Für unser Land ist die Volksrepublik China nach der Europäischen Union und den USA der wichtigste Handelspartner. Wir erhoffen somit einen besseren Zugang zum chinesischen Markt, mit tieferen Zöllen und besserer Konkurrenzfähigkeit, damit wir unsere negative Handelsbilanz wieder ins Positive rücken können. Ich halte aber auch fest, dass das Abkommen auf Produkte ausgerichtet ist, die keine Spezialprodukte sind. Spezialprodukte, zum Beispiel aus der Pharmabranche, der chemischen Industrie und auch aus den hochspezialisierten Bereichen der Maschinenindustrie, werden nicht berührt. Es ist in unserem Interesse, dass in einer nächsten Runde auch Spezialprodukte in den Zollerleichterungen berücksichtigt werden. Sonst verliert die Schweiz die Produktionshoheit.

Zur Landwirtschaft: Bekanntlich werden fast 50 Prozent der Lebensmittel, die wir konsumieren, importiert. Wir sind einerseits auf ein gutfunktionierendes Handelssystem angewiesen, andererseits auch auf eine eigene Produktion, welche den anderen Teil der Versorgung gewährleistet.
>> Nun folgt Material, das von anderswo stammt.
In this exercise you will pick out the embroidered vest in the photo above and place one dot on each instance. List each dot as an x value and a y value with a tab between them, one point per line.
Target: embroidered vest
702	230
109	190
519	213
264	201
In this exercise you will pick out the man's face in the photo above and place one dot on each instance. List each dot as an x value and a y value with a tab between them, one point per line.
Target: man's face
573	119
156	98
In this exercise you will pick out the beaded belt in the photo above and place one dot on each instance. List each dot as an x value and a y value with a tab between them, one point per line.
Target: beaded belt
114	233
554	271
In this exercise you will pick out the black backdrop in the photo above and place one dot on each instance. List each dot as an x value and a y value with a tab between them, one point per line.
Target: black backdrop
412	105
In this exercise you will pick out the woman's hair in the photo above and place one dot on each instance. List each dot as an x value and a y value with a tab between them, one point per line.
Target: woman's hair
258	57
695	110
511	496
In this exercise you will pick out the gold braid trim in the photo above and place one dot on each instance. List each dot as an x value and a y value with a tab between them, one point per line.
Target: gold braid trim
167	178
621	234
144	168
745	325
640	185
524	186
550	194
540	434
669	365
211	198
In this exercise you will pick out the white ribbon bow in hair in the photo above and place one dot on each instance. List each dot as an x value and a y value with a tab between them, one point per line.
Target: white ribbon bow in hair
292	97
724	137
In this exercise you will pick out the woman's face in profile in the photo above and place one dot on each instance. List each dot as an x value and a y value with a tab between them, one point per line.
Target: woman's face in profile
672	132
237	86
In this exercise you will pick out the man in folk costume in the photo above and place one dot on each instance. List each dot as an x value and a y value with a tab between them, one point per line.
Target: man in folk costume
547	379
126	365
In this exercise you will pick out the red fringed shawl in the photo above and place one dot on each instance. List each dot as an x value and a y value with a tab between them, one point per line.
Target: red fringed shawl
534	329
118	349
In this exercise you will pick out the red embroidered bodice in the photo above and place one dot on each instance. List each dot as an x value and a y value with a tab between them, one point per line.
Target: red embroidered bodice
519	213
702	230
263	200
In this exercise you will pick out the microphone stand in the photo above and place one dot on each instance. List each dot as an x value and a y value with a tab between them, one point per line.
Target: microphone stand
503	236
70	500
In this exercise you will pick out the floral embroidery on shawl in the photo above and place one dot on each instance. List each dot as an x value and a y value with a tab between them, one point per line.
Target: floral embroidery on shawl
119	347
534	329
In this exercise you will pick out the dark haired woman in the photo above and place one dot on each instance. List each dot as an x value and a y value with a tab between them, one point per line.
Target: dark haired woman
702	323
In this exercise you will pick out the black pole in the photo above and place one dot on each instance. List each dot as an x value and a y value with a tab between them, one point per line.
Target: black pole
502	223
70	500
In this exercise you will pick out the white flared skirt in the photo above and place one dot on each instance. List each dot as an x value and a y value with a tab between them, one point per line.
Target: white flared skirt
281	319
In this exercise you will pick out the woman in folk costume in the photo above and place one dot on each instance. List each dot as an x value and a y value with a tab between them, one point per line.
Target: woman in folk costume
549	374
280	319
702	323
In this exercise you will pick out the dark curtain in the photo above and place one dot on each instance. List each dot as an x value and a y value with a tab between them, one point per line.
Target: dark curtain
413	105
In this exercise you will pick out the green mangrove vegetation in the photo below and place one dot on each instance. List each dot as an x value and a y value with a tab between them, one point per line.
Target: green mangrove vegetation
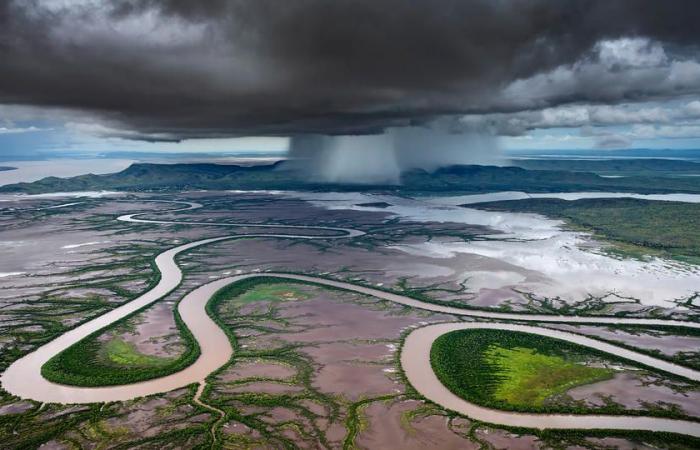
518	371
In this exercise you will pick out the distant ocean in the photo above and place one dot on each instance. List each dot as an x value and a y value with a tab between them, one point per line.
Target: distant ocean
632	153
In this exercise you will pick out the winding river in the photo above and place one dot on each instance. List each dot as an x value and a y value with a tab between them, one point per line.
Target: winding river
23	378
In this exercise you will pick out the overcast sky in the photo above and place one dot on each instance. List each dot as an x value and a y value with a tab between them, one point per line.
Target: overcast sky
180	75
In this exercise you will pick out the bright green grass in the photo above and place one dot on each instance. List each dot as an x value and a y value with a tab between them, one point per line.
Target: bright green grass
528	378
515	371
274	292
122	353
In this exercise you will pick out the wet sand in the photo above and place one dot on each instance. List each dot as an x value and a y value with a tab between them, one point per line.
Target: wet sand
23	378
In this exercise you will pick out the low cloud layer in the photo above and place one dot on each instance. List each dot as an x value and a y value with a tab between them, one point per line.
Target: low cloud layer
176	69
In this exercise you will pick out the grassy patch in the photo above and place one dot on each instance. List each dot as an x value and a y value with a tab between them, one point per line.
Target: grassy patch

Uns ist wichtig, dass folgende Punkte im Abkommen berücksichtigt wurden:

1. Konzessionen sind nur innerhalb der bestehenden Zollkontingente zu gewähren.

2. Die sensiblen Produkte dürfen nicht angetastet werden.

3. Bei Importen müssen unsere hohen Anforderungen an die Lebensmittelsicherheit, die Deklarationspflicht und die Qualität aufrechterhalten werden.

Wir sehen im Freihandelsabkommen mit China auch Chancen für unsere Landwirtschaft - aber ohne in Goldgräberstimmung zu verfallen, das möchte ich hier gesagt haben. Das Abkommen mit China zeigt aber auch, dass es möglich ist, ein gutes Abkommen abzuschliessen, mit dem die einheimische Landwirtschaft nicht geopfert werden muss. Ich denke da an kommende Verhandlungen, vielleicht mit Russland, mit Indien und zu guter Letzt auch mit den USA.

Was Umweltstandards, Arbeits- und Menschenrechte anbelangt, wurde im Bereich des Möglichen verhandelt. Es wurden zum Teil Punkte festgelegt, welche für China einmalig sind. Die Menschenrechte sind nicht allgemein erwähnt, sie sind über die Uno-Charta integriert. Positiv daran ist, dass diese sehr umfassend ist; negativ ist, dass sie einen sehr allgemeinen Charakter hat.

Zu guter Letzt weise ich darauf hin, dass der gegenseitige Schutz des geistigen Eigentums sehr ernst genommen wird und China das als Vorteil für die eigene Wirtschaft erachtet. Ich nehme es schon jetzt vorweg: Für uns ist der Schutz des geistigen Eigentums, auch bei einem Freihandelsabkommen mit Indien, von zentraler Bedeutung.

Im Namen der SVP-Fraktion ersuche ich Sie, dem Freihandelsabkommen mit China zuzustimmen und den Rückweisungsantrag abzulehnen.